Mesajı Okuyun
Old 10-05-2005, 23:35   #4
Gemici

 
Varsayılan

Selamlar Sayın Akpunar,

Bankaların kredi alana ‘Kredi hayat sigortası’ yapmaları, sattıkları krediyi güvence altına alma kaygılarındandır. Kredi alana böyle bir hayat sigortası yaptıran banka, herşeyedn önce kendi parasını güvence altına alma kaygısındadır. Bu güvenceyi sağlamak içinde kredi hayat sigortasını kendisine ‘devir ve temlik’ ettirir.

Bankaların kredi verirken yaptıkları ‘kredi hayat sigortaları’ normal hayat sigortalarından farklıdır. Bu en azından Alman Bankaları için böyle. Kredi hayat sigortası yaptıran bankalar, dünya çapında faaliyet gösteren, bu arada Türkiyede’de şubeleri olan bir bankayı göz önüne alırsak, çoğu zaman bir sigorta şirketininde sahibidir ve yapılan hayat sigortası, kredi alanın değil bankanın faydasınadır.

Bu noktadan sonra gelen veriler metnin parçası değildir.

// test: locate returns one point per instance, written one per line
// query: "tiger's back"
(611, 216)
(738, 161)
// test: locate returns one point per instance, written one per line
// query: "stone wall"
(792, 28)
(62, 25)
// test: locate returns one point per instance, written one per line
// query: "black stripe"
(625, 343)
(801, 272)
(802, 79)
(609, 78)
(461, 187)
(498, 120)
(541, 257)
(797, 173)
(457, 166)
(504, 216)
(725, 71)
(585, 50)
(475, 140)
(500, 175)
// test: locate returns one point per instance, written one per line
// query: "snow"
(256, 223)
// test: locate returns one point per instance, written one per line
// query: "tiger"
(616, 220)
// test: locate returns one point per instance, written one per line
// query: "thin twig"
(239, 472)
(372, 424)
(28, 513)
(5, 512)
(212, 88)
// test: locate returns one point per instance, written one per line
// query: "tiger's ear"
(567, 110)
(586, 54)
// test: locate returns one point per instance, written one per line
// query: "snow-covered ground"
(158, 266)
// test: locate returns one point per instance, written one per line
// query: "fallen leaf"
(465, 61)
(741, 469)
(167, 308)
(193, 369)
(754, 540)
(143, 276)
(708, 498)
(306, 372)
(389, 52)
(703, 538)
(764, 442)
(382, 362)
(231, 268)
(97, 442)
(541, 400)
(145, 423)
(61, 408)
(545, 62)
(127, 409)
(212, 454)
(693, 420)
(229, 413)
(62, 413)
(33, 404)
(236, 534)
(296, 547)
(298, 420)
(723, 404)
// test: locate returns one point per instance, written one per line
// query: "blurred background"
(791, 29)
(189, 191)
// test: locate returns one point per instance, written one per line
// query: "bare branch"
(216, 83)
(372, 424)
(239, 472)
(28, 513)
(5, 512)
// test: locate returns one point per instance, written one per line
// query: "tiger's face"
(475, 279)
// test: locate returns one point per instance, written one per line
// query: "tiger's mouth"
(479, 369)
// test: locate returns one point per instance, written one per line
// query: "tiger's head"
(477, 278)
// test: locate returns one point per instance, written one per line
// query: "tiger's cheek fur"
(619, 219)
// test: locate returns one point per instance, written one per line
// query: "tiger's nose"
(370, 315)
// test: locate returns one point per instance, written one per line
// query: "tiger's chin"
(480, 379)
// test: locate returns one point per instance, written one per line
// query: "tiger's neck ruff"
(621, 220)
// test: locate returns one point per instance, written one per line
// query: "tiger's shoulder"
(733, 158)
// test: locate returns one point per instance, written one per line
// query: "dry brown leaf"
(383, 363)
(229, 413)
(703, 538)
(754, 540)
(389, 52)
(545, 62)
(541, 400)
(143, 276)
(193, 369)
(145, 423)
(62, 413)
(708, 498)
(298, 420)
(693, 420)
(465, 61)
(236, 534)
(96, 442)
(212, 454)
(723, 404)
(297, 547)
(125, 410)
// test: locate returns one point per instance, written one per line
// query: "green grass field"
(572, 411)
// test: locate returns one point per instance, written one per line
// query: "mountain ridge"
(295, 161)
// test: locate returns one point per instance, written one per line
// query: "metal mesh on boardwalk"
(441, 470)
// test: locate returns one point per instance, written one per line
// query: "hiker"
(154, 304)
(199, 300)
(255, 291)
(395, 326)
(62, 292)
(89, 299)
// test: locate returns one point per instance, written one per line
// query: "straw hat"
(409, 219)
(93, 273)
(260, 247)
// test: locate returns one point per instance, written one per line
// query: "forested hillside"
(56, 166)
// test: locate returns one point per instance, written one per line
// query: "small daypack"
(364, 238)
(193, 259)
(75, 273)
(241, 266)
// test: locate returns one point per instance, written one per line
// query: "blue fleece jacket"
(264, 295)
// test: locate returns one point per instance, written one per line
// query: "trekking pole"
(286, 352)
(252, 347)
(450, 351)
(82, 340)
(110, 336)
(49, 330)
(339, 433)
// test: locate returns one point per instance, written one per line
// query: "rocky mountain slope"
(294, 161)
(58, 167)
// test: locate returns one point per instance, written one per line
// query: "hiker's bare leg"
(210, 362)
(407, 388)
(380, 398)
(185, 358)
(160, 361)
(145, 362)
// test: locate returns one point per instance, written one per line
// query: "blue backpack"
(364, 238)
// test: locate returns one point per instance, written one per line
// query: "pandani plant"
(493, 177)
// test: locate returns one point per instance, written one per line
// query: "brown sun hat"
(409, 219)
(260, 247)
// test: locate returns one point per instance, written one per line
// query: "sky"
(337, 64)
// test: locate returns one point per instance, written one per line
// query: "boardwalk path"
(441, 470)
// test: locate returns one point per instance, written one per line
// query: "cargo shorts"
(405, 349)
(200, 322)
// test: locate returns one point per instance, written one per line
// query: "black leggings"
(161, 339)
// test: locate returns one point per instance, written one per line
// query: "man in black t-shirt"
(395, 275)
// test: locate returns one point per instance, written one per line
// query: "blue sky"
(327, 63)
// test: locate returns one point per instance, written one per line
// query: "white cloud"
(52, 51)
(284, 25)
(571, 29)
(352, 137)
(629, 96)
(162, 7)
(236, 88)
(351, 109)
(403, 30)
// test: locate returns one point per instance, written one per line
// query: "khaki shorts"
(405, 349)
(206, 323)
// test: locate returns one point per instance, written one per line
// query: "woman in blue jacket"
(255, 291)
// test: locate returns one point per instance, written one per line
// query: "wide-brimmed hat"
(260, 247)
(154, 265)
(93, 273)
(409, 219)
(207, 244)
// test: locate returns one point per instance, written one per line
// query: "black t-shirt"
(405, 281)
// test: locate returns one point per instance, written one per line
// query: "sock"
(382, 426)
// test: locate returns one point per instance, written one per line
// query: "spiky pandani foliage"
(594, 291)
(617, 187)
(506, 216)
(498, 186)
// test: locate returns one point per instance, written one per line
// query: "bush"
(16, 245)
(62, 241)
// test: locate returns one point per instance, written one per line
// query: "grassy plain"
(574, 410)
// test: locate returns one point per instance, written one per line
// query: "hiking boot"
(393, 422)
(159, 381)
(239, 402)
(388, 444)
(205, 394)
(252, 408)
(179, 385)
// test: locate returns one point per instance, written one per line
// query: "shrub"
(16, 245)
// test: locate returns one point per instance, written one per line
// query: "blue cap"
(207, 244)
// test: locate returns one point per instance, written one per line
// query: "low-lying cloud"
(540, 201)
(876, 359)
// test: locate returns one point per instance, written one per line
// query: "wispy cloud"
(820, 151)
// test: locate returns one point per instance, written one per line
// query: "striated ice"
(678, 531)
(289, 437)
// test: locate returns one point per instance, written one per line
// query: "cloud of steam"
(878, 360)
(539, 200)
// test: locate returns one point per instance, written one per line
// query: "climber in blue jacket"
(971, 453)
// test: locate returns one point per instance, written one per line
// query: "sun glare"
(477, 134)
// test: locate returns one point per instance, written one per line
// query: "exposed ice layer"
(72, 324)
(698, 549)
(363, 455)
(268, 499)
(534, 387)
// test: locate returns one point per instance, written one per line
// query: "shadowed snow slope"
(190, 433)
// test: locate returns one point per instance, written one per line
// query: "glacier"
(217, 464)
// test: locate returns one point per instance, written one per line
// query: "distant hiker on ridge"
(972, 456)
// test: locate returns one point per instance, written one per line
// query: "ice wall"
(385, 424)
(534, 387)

Bahsettiğim bu bankanın kredilerinde ve hayat sigortalarında, kredi anlaşmasının banka tarafından feshedilmesi ile veya kredi alanın ölümü ile birlikte, banka hayat sigortası tazminatını almaya hak kazanır. Yapılan hayat sigortası normal bir hayat sigortası olmadığı ve sadece krediye bir teminat olduğu için, mirasçılara sigortadan bir pay düşmez.

Kredinin ödenmesi,

sigorta sözleşmesinde belirtilen sürenin dolması ve

kredi sözleşmesinin banka tarafından feshi durumlarında, sigorta sözleşmesi genel şartları gereğince, sigorta teminatı ortadan kalkar. Sigortalıya herhangi bir ödemede bulunulmaz.

Alman Sigorta Sözleşmeleri Kanununa göre, sigortalının intiharı halinde sigorta bir ödemede bulunmaz(hayat sigortası). Bu kaidenin tek istisnası, sigortalının intihar ettiği anda herhangi bir ruhi bozukluktan dolayı ne yaptığını bilebilecek durumda olmamasıdır.

Sigorta şirketleri kanunun bu maddesini biraz yumuşatmış durumda; Sigorta sözleşmesinin imzalandığı tarihten sonraki iki, bazı şirketlerde üç sene içinde vukubulan intihar olaylarında sigorta bir ödemede bulunmuyor, genel sözleşme şartları gereğince. Ruhsal bozukluklardan doğan hukuki ehliyetsizlik durumu buradada geçerli. Bu süreler geçtikten sonra sigorta sözleşme gereği olan bütün yükümlülükleri yerine getiriyor.

Alman hukukunda, mahkeme içtihatlarına dayanarak yerleşen bir kaideye göre, kredi’nin fahiş bir şekilde teminat altına alınması yasak; verilen teminatın kredi miktarına mütenasıp olması gerekir. Böyle oluncada, hayat sigortası ile teminat altına alınmış bir kredi için ikinci bir teminatın,örneğin kefaletin teminat olarak alınması, belirli şartlar altında, geçersizdir.

Olayınıza dönelim:
Sigortanın ödemede bulunup bulunmıyacağı konusu için sigorta şirketinin mukavele şartlarını elde edip incelemek ve gerekirse sigortaya karşı dava açmak gerekir. Sigorta şirketinin intihar durumunda ödemede bulunup bulunmıyacağının hangi kanuni gerekçeye dayandırıldığı ve sözleşmede bu konuda açıklık olup olmadığ önemli bence.

Sigorta ödemede bulunmazsa ve mirasçılar borcu ödemezse bankanın kefile başvurması kaçınılmazdır bence.